そして相手に口を挟む隙を与えずに、「貴様、これ見て見ろ」と、目の前にある大量のビールケースを指さした。
「えー、なにがだよ」
渋々ケースの前にやって来るピエール。
「俺の注文した銘柄と違うじゃねえか、どういう事だ」
ピエールは後頭部を痛そうにさすりつつ、半笑いで言い訳を始めた。
「しょうがねえじゃん、今回の便に間に合わせるにゃあそれしかなかったんだからさぁ。一応それでもここいらじゃぁ貴重な「ノンアルコールビール」なんだぜ?

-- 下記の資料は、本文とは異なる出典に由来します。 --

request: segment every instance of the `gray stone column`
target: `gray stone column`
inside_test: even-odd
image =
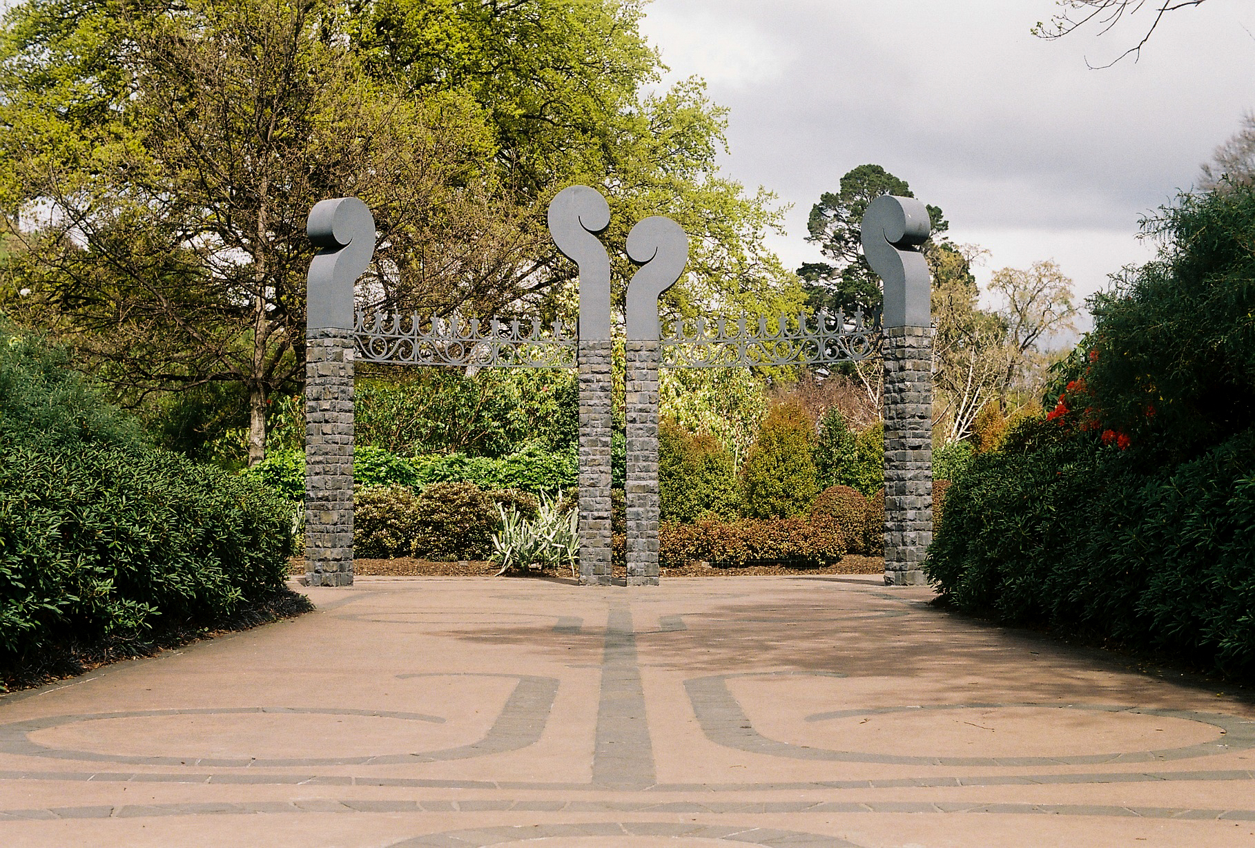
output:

次回はご注文の品を持って来てやるから、それで当座はガマンしてくれよ、カンザキ支部長様」
と、ウインクをして極東からやって来た懼れ神の機嫌をなだめようと試みている。
「ピエール、そういう問題じゃない。何でも用意すんのが我が社のポリシーだろ?」
神崎は腕組みをして、ウインクのお返しとばかりにピエールをにらみ返す。
「といってもなぁ、ないもんはないんだから……」
神崎は思った。日系総合商社たる我が社では、どこの同業他社よりも顧客の要望には迅速丁寧かつ細やかに対応するのがポリシーのはずだ。

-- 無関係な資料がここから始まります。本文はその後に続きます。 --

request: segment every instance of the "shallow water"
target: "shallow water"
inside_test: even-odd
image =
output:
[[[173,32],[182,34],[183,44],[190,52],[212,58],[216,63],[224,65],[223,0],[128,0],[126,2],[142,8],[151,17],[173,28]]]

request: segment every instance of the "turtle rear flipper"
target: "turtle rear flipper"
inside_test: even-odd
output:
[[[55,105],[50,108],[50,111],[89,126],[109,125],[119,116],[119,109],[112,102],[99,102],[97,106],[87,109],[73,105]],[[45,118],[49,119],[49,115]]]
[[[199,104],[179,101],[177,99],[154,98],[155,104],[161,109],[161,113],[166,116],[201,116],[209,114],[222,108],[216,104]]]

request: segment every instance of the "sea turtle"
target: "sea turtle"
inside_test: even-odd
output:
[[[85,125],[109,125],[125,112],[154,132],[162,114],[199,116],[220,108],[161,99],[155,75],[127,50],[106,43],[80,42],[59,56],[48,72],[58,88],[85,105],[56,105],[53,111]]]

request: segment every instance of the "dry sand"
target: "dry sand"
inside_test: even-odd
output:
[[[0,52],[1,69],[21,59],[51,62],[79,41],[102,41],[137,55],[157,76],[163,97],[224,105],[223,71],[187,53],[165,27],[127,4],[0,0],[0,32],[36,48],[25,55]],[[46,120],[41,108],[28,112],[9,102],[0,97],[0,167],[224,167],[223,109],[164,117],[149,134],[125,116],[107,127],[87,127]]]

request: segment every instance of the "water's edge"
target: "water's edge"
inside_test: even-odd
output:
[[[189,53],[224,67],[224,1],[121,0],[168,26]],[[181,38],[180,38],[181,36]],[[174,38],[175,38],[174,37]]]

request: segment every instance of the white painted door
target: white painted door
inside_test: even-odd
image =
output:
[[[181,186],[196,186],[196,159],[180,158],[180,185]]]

――だが、しかし、この目の前に厳然として存在する不愉快極まりない状況は一体何なのだ?
(……ん? ああ、そうか)
神崎はしばらく考えたあと、頭の中で、手のひらを拳でポンと叩いた。
自分は「社員」であって「顧客」じゃない。
だからいい加減な対応をしてもいい。
――そう判断された、という訳か。
しかし、我が社の社員として、その判断はいかんだろう。自分がきっちり注意せねば。
……にしてもだな、自分を一体誰だと思って……、と、おっと。
下っ端の奴が、そんなこと知っているはずはなかった。
『神崎有人』が何者かなんて。
CEO『神崎怜央』の弟だなんて。
「あー……晩飯までに終わるのかな、コレ……」
作業の果てしなさを想って大きなため息をつき、再びおかかを捜索する旅路に戻る神崎青年だった。